The television spot says nothing about the product but everything about the country's long march from poverty toward prosperity. In the advertisement, thousands of Mexicans, men and women, young and old, are bound by chains to a massive boulder. They trudge forward up a dusty mountain, faces contorted and blackened, eyes downcast. The boulder pulls them back. A buzzard circles above. They push forward again, straining and wincing, and then -- with a crunch -- the boulder slides back downhill, throwing them to the ground.
But not so fast. One by one, they stand up and unchain themselves. Unburdened, they walk with gritted smiles and purpose up the dusty talus slope, leaving the boulder behind. Cue the soaring music. Cue the blue-sky vistas. Cue the tag line: "Keep Walking Mexico."

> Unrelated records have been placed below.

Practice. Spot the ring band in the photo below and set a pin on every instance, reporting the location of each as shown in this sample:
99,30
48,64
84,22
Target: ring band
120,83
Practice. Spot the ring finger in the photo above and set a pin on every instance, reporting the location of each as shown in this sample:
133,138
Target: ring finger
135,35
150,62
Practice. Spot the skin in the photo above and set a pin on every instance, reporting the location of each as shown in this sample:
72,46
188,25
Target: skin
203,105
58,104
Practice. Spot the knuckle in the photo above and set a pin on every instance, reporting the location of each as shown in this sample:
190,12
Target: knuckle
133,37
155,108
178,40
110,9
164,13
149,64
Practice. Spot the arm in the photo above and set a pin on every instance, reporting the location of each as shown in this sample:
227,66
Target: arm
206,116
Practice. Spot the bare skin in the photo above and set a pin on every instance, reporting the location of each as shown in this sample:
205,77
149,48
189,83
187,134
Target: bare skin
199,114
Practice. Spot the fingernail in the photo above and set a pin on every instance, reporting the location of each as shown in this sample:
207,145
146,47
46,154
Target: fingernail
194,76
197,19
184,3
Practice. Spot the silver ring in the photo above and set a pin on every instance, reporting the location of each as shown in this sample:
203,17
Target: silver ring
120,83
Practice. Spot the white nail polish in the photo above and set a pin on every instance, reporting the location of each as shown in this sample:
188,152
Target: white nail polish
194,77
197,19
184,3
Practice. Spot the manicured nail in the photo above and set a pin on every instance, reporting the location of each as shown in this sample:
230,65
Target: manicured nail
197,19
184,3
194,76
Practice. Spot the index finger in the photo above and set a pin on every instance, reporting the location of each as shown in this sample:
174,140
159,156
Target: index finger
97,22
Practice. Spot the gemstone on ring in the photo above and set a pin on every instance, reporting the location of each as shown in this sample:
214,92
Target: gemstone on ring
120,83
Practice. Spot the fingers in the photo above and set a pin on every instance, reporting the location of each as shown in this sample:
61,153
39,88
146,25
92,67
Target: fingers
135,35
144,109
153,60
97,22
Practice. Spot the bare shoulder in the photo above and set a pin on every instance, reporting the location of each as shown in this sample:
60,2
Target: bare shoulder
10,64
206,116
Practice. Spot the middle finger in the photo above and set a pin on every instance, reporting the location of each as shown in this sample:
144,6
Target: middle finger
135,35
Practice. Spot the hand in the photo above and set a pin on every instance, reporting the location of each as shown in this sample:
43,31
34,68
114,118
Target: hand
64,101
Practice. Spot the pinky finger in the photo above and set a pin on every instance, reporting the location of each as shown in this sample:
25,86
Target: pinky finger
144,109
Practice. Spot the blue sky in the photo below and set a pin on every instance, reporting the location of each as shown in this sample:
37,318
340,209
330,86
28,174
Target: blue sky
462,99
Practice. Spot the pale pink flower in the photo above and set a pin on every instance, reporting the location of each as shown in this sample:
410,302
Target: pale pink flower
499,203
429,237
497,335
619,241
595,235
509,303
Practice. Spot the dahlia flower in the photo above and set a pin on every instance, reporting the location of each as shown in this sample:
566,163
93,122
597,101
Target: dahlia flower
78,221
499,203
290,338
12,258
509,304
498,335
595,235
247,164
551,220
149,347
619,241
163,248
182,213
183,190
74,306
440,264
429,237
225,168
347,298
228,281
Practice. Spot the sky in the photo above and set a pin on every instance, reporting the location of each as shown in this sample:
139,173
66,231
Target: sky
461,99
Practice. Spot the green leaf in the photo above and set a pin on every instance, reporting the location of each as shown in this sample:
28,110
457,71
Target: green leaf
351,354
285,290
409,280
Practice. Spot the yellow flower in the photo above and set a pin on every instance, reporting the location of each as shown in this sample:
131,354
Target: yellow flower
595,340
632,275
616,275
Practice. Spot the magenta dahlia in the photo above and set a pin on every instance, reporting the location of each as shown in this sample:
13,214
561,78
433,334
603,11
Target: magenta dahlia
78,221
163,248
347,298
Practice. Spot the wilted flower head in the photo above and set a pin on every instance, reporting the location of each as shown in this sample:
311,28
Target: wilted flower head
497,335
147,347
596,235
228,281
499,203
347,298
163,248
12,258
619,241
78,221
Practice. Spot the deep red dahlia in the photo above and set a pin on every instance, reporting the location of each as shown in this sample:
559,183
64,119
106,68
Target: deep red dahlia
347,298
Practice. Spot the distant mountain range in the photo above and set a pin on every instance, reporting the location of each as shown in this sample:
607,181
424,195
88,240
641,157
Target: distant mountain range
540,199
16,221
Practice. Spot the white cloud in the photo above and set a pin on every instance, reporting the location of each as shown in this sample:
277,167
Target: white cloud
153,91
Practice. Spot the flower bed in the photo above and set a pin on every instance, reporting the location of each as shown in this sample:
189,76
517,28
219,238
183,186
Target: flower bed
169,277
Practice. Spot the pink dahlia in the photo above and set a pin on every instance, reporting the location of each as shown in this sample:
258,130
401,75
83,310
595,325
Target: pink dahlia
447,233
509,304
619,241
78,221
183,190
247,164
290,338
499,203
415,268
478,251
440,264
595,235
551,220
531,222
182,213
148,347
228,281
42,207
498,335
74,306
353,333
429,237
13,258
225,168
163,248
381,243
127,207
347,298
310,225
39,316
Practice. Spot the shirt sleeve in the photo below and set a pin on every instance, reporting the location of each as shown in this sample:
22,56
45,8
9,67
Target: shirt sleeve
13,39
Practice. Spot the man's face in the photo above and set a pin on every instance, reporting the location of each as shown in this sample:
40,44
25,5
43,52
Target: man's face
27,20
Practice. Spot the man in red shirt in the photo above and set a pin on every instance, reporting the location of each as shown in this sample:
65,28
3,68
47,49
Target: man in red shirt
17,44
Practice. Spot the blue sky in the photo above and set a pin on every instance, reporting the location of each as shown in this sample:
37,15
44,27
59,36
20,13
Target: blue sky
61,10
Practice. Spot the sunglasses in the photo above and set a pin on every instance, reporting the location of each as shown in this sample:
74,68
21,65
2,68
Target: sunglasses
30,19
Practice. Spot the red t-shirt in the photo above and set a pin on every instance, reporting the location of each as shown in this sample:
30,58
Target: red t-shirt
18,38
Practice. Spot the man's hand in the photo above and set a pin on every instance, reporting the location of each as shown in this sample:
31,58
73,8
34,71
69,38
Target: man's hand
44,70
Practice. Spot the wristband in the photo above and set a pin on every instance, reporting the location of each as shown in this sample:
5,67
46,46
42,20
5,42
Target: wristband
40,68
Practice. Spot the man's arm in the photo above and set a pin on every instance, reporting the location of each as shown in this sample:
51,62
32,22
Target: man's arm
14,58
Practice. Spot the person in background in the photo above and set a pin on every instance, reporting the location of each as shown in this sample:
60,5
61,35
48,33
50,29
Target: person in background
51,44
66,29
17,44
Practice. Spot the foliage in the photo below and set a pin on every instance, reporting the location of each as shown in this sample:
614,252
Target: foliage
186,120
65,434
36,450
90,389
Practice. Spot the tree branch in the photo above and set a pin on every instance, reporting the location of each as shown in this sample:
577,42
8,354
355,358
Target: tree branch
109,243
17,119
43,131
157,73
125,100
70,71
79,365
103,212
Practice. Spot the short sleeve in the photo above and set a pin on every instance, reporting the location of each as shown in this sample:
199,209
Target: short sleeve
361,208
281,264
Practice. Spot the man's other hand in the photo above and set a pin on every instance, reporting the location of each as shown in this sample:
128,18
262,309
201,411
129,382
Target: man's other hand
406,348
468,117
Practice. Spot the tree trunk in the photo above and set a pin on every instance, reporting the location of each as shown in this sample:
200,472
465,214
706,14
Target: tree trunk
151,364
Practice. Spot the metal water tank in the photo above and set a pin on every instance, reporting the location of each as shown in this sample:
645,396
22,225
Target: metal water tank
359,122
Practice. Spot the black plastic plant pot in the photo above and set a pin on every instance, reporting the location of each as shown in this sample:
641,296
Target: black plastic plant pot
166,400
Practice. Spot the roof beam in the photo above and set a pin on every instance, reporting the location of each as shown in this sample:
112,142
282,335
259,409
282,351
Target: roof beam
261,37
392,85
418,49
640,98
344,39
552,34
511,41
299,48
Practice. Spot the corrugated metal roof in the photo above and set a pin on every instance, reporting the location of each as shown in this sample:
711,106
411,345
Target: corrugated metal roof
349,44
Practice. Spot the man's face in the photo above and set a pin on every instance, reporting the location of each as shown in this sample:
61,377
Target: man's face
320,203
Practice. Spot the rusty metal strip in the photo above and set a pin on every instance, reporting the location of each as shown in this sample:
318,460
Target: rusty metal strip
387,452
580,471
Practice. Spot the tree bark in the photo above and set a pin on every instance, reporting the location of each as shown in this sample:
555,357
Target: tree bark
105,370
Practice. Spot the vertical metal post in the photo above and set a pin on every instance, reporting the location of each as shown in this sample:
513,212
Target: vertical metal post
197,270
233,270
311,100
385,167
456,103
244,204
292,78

It's a brilliant ad, and you'd be forgiven for not immediately realizing it's for Scottish booze. (Frankly, the Sisyphean strivers look like they'd prefer water.) The only hint is the familiar Johnnie Walker logo, the stylized "Striding Man," accompanying the tag line. The metaphor of national achievement is clear, but the ad doesn't just tell the story of Mexico today. It also highlights Johnnie Walker's aggressive push into emerging markets and the rush by multinational consumer-products companies to catch the middle-class tsunami that is transforming the world.
The Brookings Institution's Homi Kharas estimates that the global middle class will hit 4.9 billion people by 2030, growing by 3 billion from today -- and they'll spend $56 trillion a year, up from $21 trillion today. Virtually all that growth will come from emerging economies. That's a lot of people walking upward -- and a lot of potential Johnnie Walker drinkers.
That's why executives from Starbucks to McDonald's to Coca-Cola see their future in the global middle class, and that's why Johnnie Walker's parent company, the booze behemoth Diageo, is pushing into liquor stores from Chile to China. Paul Walsh, a Diageo board member and former CEO, said in a statement about 2012 business results that the firm's "expanding reach to emerging middle class consumers in faster growing markets was the key driver of our volume growth." And Johnnie Walker, the world's No. 1-selling Scotch whisky, has been a crucial part of that growth. Today, four bottles of Johnnie Walker are consumed every second, with some 120 million bottles sold annually in 200 countries. Five of Johnnie Walker's top seven global markets are in the emerging world: Brazil, Mexico, Thailand, China, and a region the company calls "Global Travel Asia and Middle East."
From a small town in the Scottish Lowlands, the Striding Man has come a long way -- and he's still walking.